Questions fréquentes

Qu'est-ce que la liberté d'expression du salarié ?
Le salarié jouit de la liberté d'expression dans l'entreprise et en dehors. Il peut exprimer ses opinions, y compris critiquer son employeur, tant que cela ne constitue pas un abus caractérisé par des propos injurieux, diffamatoires ou excessifs.
Une lettre anonyme peut-elle justifier un licenciement ?
Non, pas automatiquement. Dans cette affaire, la lettre anonyme dénonçant des abus de pouvoir du président n'a pas été considérée comme abusive car les propos n'étaient ni injurieux, ni diffamatoires, ni excessifs. Le licenciement a donc été jugé sans cause réelle et sérieuse.

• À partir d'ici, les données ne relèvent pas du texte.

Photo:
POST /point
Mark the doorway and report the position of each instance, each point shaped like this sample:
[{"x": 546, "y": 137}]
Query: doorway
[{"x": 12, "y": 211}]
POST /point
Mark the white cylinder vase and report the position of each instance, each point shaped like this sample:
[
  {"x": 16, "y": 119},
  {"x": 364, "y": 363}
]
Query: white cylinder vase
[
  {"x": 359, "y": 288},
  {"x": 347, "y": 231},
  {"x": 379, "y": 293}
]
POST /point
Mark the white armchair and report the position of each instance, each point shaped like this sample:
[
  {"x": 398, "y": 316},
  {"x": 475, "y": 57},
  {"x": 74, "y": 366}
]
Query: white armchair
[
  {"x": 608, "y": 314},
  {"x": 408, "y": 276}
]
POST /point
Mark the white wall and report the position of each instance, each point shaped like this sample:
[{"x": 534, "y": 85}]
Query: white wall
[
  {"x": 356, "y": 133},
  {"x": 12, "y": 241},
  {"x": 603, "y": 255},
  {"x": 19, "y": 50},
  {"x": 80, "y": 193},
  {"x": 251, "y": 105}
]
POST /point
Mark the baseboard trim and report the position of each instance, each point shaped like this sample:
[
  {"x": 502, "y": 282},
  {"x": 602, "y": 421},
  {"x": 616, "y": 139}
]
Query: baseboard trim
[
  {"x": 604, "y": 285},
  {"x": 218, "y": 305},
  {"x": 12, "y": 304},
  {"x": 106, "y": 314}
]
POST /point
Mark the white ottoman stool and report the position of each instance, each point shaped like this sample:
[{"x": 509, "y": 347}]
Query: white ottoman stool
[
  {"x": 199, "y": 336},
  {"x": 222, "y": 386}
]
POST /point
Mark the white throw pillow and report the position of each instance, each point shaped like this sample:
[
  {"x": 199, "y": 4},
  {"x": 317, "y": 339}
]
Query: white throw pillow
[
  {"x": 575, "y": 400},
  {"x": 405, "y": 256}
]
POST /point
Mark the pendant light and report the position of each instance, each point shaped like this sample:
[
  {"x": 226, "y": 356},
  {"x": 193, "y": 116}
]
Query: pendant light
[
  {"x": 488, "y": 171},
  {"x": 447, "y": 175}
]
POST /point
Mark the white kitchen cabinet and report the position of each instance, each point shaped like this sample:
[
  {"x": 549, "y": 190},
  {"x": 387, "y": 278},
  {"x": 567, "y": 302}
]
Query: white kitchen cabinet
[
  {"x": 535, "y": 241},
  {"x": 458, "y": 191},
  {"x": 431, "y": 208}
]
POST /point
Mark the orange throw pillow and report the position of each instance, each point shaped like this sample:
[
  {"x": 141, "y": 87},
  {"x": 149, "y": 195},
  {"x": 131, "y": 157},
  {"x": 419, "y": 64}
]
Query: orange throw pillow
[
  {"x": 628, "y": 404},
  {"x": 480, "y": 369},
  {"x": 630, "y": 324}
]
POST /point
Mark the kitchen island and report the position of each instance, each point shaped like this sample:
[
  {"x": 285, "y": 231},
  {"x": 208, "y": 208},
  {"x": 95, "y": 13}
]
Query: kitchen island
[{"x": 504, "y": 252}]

Quels propos sont considérés comme abusifs ?
Des propos injurieux (insultes), diffamatoires (accusations fausses portant atteinte à la réputation) ou excessifs (outranciers, disproportionnés) peuvent constituer un abus de la liberté d'expression. Dans ce cas, les accusations d'abus de pouvoir et de violations du droit n'ont pas été jugées excessives.
Puis-je être licencié pour avoir critiqué mon employeur ?
Vous pouvez critiquer votre employeur, mais si vos propos sont injurieux, diffamatoires ou excessifs, ils peuvent justifier un licenciement. En l'espèce, la critique formulée dans la lettre anonyme n'a pas été jugée abusive, donc le licenciement a été annulé.
Que faire si je suis licencié pour avoir dénoncé des faits ?
Vous pouvez contester le licenciement devant le conseil de prud'hommes. Si le juge estime que votre licenciement est sans cause réelle et sérieuse, vous pouvez obtenir des dommages et intérêts, comme dans cette affaire où le salarié a obtenu 5 000 €.
Quelle est la différence entre liberté d'expression et abus ?
La liberté d'expression permet de s'exprimer librement, mais l'abus survient lorsque les propos sont injurieux, diffamatoires ou excessifs. Dans cette décision, la cour a estimé que les propos tenus dans la lettre anonyme n'étaient pas abusifs, car ils ne remplissaient pas ces critères.